Congress passed the Tax Cuts and Jobs Act in December 2017, making significant changes to the tax code. You even may have seen a change in the amount of taxes being withheld from your paycheck this year, since lowering tax rates was one of the major components of the measure.
But Congress isn’t done with tax reform just yet.
In a recent Washington Post interview, Republican Congressman Kevin Brady of Texas said the House Ways and Means Committee, which Brady chairs, could release an outline of additional tax reform measures as early as August.
What does this mean?
Prior to the Tax Cuts and Jobs Act, the last significant tax reform occurred in 1986. And while the 2017 tax reform bill made numerous changes in the tax code, many are set to expire at the end of 2025. For example, the lower tax rates only apply to tax years between Jan. 1, 2018, and Dec. 31, 2025.
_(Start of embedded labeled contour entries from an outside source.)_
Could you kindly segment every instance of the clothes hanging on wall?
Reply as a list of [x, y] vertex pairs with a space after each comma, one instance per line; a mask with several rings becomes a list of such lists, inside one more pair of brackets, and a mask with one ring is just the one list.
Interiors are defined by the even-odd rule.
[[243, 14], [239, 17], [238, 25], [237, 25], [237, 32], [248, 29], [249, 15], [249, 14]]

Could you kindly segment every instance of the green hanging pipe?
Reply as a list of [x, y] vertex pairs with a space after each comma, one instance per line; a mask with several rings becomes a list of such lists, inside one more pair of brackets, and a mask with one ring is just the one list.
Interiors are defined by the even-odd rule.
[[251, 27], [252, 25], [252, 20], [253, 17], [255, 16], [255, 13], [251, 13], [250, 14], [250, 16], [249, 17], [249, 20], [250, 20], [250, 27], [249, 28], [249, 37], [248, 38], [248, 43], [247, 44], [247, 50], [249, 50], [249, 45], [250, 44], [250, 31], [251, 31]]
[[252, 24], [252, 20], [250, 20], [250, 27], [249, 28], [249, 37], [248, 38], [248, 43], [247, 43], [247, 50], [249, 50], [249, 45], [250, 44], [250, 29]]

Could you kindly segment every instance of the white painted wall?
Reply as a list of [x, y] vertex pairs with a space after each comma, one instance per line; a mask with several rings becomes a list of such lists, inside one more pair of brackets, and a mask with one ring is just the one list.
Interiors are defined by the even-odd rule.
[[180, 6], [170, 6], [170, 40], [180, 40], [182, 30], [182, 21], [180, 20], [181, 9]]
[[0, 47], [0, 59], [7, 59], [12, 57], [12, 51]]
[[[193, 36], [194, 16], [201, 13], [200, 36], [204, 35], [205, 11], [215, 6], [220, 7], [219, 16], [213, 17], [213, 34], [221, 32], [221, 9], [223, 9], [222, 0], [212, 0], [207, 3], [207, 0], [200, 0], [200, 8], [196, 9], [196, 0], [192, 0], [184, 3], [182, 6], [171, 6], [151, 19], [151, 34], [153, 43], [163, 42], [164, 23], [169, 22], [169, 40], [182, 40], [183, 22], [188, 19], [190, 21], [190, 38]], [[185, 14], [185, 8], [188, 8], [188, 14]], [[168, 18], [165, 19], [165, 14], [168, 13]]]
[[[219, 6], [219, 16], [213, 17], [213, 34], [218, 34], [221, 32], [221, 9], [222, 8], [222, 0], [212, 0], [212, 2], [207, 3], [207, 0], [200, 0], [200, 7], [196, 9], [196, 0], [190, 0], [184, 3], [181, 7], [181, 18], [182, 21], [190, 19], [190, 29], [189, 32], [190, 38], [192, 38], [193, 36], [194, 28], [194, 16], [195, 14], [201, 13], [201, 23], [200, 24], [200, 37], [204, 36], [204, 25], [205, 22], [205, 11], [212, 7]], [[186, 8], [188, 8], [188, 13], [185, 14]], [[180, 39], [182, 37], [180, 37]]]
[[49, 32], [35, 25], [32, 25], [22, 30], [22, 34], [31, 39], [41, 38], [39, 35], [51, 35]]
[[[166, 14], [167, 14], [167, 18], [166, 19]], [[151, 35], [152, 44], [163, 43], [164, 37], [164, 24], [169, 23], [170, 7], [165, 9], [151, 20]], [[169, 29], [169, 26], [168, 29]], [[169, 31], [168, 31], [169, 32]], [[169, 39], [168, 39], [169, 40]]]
Brady told the Post that there were a few driving factors for tax reform 2.0 in 2018. Those elements include making some tax cuts permanent, providing more tax cut benefits to families and creating a culture in Washington, D.C., that continuously improves the tax code.
The new plan would likely be multiple bills, Brady said.
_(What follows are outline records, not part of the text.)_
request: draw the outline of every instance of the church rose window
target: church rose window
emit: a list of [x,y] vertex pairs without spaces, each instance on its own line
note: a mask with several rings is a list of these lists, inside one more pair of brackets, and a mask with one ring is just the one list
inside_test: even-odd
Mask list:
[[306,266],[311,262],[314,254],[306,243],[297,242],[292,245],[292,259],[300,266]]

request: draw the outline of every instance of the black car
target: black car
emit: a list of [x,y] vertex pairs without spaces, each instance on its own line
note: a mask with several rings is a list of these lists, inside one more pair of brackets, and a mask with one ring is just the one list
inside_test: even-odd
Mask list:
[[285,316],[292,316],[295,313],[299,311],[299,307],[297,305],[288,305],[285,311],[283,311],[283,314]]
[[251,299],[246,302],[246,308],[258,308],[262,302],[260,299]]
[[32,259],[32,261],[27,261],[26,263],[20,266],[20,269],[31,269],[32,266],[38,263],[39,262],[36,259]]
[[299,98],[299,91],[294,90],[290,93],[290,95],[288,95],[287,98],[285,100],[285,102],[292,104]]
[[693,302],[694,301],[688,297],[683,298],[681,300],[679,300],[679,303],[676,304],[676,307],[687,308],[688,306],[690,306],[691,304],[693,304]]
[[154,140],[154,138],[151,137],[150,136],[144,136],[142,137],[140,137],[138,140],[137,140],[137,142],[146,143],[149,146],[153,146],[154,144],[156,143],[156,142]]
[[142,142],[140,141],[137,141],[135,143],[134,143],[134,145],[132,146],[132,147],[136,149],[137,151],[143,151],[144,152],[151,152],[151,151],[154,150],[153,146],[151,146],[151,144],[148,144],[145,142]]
“I think the Ways and Means Committee timetable will be to begin circulating a draft to House Republicans when we return after the Fourth of July break,” he told the Post. “We’ll spend the month listening to our colleagues in the House about what they want to see in 2.0 and incorporating those changes. I expect to see the legislative outline released in early August with votes in the fall, depending on when leadership wants to schedule them.”
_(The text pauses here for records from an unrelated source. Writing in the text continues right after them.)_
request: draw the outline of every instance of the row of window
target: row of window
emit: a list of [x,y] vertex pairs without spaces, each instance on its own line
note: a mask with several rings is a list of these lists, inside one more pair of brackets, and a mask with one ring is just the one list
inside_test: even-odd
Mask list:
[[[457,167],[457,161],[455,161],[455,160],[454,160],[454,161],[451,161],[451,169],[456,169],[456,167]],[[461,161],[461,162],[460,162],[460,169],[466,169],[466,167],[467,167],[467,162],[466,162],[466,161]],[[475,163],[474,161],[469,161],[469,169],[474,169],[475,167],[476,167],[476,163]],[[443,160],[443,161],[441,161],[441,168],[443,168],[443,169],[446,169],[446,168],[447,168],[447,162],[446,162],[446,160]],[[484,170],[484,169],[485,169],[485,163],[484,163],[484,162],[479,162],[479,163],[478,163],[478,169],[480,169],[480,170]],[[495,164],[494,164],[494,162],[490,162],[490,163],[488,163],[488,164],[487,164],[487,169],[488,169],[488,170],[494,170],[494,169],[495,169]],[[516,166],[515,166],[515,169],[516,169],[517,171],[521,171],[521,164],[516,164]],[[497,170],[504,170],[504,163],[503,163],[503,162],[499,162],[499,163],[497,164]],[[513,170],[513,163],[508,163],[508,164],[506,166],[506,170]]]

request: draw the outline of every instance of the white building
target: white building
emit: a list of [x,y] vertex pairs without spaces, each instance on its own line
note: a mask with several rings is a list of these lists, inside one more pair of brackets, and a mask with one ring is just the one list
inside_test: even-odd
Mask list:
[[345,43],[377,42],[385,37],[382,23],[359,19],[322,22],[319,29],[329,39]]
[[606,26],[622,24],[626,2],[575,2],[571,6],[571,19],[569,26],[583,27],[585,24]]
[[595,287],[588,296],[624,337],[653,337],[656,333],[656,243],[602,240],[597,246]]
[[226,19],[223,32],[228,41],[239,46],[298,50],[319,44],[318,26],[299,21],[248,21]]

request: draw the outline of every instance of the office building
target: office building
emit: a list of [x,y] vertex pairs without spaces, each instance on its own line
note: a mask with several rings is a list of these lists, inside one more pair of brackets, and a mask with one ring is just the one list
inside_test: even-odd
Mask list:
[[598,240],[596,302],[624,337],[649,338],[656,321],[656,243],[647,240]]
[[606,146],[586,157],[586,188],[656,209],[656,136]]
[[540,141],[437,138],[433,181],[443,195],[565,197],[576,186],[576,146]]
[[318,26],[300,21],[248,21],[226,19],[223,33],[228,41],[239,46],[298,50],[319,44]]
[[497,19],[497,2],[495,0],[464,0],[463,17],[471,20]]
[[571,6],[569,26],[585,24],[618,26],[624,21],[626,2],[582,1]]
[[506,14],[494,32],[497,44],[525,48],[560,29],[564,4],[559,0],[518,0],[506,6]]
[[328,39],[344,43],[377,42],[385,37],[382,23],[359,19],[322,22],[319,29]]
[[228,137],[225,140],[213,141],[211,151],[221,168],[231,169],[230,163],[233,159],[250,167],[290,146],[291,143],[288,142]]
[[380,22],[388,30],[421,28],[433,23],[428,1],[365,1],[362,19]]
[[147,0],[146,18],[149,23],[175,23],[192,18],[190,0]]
Tax reform 2.0 might also aim to make it easier to save for retirement. A Ways and Means Committee spokesperson told global information services company Wolters Kluwer in May that the committee was considering proposals aimed at streamlining the process of saving for retirement.
Why should you care?
You might already be seeing some of tax reform’s early impact in your paycheck. Lower tax rates and higher standard deductions meant many people’s tax withholdings changed. As a result, your take-home pay might have increased.
When you file your 2018 federal income tax return (in 2019), you’ll likely experience more effects of the tax reform law.
For example, if you moved for work in 2018 and thought you could deduct moving expenses, the new law suspended that deduction. Or, if you had unreimbursed employee expenses related to your work, you won’t be able to deduct those either.
Additional changes to the tax code could further affect the amount of federal income tax you pay, the size of any refund you might be owed and even how you save for retirement or pay for healthcare.
What can you do?
While there may not be much you can do about tax reform 2.0 other than express your opinion to your representatives in Congress, you can take steps to help ensure that you’re in good shape to file your 2018 tax return next year.
- Understand how much you’re paying in taxes. If you haven’t already done so, plug your income and information into the IRS Withholding Calculator to understand how much you should have your employer withhold from your paycheck. This can help ensure you’re not underpaying your taxes throughout the year; underpayment could mean you owe come April 15, 2019.
- Consider adjusting your paycheck withholding accordingly. Whether you find you’re underpaying or may be paying more than you need to — and want to keep more money in your pocket throughout the year — consider filling out a new Form W-4 to change your paycheck withholding.